国土交通省の直轄業務で、発注時に技術士と国交省登録資格の組み合わせを総合評価で加点評価する「組み合わせ加点」の試行が徐々に拡大している。現行の仕組みとなった2023年度時点で65件だった試行件数は24年度に99件にまで拡大。品質向上などの効果も確認できているといい、今後は品質の確認や発注者へのアンケート調査を通じ、有効性を検証する。
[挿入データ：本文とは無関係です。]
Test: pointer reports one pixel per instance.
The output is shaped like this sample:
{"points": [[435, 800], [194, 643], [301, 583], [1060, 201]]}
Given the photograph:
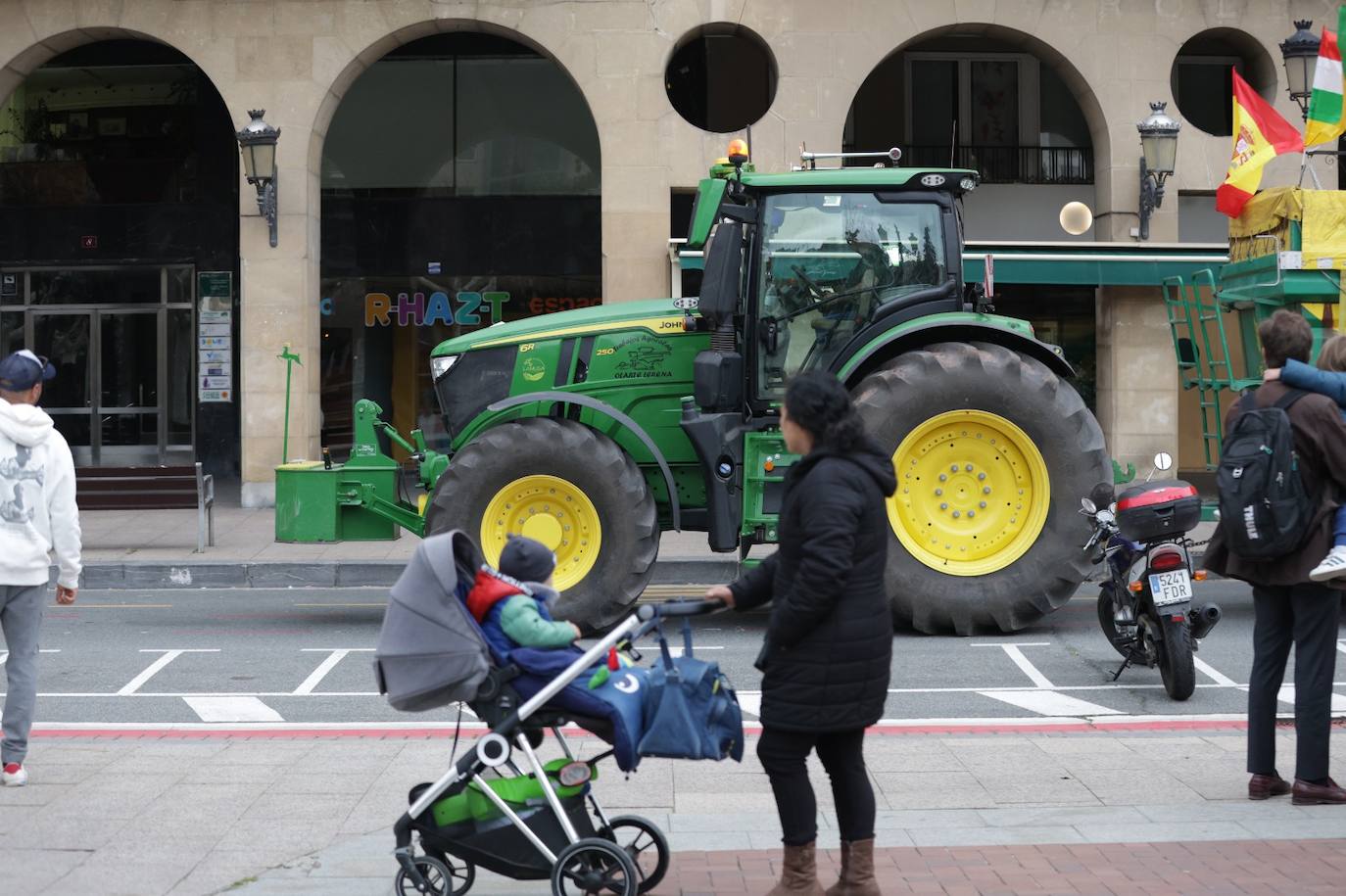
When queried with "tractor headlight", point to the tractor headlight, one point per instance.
{"points": [[440, 366]]}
組み合わせ加点は、配置する管理技術者(プロポーザル法式の場合は担当技術者)の保有資格を、技術士と、国交省に登録した民間資格の組み合わせで段階的に加点評価するもの。22年度に総合評価落札方式のみを対象として試行を開始し、23年度からプロポーザル法式に適用を拡大した。
22年度、23年度は試行件数が65件で横ばいだったが、さらなる適用拡大を打ち出した24年度は99件で試行。実際に加点評価された企業が受注した件数も49件となり、前年度から2倍以上に増加した。
具体的な事例としては、道路付属物点検業務で技術士とコンクリート診断士、地質調査業務で技術士と地すべり防止工事士の組み合わせが加点評価された。地すべり地質調査業務では、受注者が保有する資格の知識を生かし、現地での課題を解決する提案を示した。樋門の耐震補強設計では、河川維持管理技術者がBIM/CIMモデルに現況の劣化状況を反映する提案を行う事例もあった。
国交省は25年度、成果品質の確認や発注者へのアンケート調査の実施など試行業務の検証を進める。
国交省登録資格の取得状況についても調査する。登録資格は24年度時点で延べ402資格。点検・診断等業務に関わる資格が299件で全体の74・4%を占めており、以下、計画・調査設計業務が101件(25・1%)、横断型業務が2資格(0・5%)となっている。